My plan Thursday was to take Daughter out to supper, and then take her back to the church for choir.  By the time early afternoon I realized I didn't have the energy to wait at the church until choir was over, so I asked Administrative Assistant if she would be willing to take her home after choir.  She readily agreed, commenting on how she'd watched my energy level dropping.  By 4:30, I realized I wasn't hungry and didn't have the energy to go to a restaurant.  I took Daughter to a sandwich shop and let her run in and get a sandwich, then we went back to the house.  I called a choir member who lives close by and asked if he would pick up Daughter.   He readily agreed. 

Yesterday it was noon before I got up.  I wasn't hungry, and basically did nothing all day.  I never did get dressed.  I ate a bit, but not much.  Today is better.  I was up at 9:00.  I've filled my pill boxes for the next 3 weeks and ordered refills.  I'm hungry, and actually cooked a meal (though it was noon before I ate). 

I have been really down on myself, convinced I was gaining weight and my blood sugar was high.  I was delighted today to discover I've lost more weight and my blood sugar was excellent.  There is still snow in my yard, but there are also some purple crocuses blooming.  I'm still low energy, but today is definitely a better day.  I told Daughter I'd pick her up after supper tonight.  My early morning meeting for tomorrow is cancelled, so it should be an easier day.  My goal for today is to find my dining room table.  I'm making good progress, and when I succeed, it will be another boost to my mood. 

The other an email went out to the team from a staff member I don't know highlighting Daughter's concerns.  Daughter was complaining that she didn't feel safe at program, and was talking about what kind of community job she wanted.  The staff member suggested a team meeting was in order.  I waited a couple of hours to respond.  When I did, I said it was interesting Daughter hadn't told me any of this, but not surprising, in that she knew how I would respond.  I suggested that before we have a team meeting we make sure we are all giving her the same messages:  "You have a voice and keep yourself safe."  "You have to show you can be responsible around food before you get any more freedom." 

A staff member I know responded the next day.  She had spoken with Daughter, who was no longer complaining about feeling unsafe, and reminded her she had a voice.  Daughter does continue to find new audiences for her drama, and she is convincing.  I'm glad this one was so easily addressed.  I wonder if Home Owner and Case Manager will continue to talk about how I don't try to teach Daughter to be a responsible adult and she manipulates me by complaining that she doesn't feel safe.  Probably.  It's easier to blame me than to deal with the much more complex reality that is Daughter. 

Thursday, April 3, 2014

Growing

On Sunday, Daughter was one of the music leaders (with Administrative Assistant).  She did a very good job, even reading the Scripture.  One of the women was talking about how well she'd done at an education event last night.  "She did such a good job, and looked so confident.  I was remembering when you were here for the reception that gave us a chance to meet you before you were called.  Daughter had to be right next to you and had her head on your shoulder."  She was also wetting the bed back then. 

Today was her day in the church office.  She filed bulletins, choir music, and catalogs.  We then showed her how to work in the excel spread sheet for choir music and hymns.  She went through the bulletins and added dates for choir anthems from the beginning of December on.

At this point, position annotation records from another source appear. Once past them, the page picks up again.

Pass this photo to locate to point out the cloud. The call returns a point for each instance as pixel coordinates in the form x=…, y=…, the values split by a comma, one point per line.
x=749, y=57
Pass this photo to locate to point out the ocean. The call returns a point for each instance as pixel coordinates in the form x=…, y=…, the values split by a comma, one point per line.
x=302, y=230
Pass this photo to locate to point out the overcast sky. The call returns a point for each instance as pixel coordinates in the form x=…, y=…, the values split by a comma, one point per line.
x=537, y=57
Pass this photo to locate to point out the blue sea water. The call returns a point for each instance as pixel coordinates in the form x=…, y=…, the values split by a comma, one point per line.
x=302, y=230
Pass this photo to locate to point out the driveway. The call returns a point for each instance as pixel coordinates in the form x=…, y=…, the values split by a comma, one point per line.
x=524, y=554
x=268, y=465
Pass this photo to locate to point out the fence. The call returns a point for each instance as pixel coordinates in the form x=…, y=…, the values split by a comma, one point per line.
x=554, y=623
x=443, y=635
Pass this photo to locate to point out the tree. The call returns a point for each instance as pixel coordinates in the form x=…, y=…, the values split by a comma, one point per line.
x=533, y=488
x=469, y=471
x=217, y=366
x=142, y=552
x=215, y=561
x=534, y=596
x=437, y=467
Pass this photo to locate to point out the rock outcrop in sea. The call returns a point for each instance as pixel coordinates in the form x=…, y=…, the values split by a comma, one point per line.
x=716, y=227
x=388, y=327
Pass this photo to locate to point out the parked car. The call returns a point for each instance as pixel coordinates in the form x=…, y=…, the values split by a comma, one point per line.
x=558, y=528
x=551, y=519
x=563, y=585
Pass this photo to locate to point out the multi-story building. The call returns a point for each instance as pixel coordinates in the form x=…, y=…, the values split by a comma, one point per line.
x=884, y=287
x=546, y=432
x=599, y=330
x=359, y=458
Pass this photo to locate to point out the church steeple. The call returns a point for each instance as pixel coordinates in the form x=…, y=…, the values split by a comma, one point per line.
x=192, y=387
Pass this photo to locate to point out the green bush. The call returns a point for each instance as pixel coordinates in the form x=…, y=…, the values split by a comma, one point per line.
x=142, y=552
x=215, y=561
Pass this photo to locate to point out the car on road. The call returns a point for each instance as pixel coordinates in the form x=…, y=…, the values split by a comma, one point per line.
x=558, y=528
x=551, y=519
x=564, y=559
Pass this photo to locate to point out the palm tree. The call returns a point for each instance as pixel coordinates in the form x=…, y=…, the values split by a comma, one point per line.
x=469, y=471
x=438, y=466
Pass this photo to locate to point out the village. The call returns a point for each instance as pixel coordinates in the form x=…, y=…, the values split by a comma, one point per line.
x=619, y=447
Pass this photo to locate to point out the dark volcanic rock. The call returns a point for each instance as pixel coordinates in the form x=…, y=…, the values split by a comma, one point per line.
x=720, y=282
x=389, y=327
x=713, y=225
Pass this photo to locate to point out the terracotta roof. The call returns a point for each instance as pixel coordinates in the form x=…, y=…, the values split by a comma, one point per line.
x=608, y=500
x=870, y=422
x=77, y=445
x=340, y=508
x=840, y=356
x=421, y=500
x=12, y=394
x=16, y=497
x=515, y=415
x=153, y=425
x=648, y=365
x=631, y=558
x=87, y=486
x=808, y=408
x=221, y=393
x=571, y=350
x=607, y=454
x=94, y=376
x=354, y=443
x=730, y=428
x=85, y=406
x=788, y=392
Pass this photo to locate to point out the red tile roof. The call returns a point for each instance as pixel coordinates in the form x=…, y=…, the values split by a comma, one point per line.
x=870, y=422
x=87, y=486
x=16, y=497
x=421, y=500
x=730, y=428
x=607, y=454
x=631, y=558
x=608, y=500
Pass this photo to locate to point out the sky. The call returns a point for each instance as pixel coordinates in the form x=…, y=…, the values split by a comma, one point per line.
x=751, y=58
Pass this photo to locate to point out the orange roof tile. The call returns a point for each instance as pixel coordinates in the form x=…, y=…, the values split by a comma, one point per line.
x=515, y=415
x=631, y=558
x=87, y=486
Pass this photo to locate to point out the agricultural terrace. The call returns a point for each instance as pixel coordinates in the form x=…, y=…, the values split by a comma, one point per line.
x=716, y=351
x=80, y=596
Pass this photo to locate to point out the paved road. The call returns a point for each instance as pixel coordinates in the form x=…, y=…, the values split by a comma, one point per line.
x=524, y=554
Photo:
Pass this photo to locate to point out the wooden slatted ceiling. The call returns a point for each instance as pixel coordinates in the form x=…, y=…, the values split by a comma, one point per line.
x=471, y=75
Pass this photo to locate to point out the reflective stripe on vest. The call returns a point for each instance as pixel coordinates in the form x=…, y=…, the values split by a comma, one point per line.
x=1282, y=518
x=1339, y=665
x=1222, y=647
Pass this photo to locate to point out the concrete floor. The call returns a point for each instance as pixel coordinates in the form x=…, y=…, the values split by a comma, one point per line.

Then she did the same for the hymns, and that involved 3-5 a Sunday.  She loved doing it.  Now she's in my office, singing as she does other things.  She is happy, and it is wonderful. 

I got an email from her program today, but that's will have to be another post.  

AA will take her home tonight.  I have had some kind of sinusy thing going on and as the day has gone on my energy level has dropped to almost nothing.  I don't want to be out until after 9:00 tonight.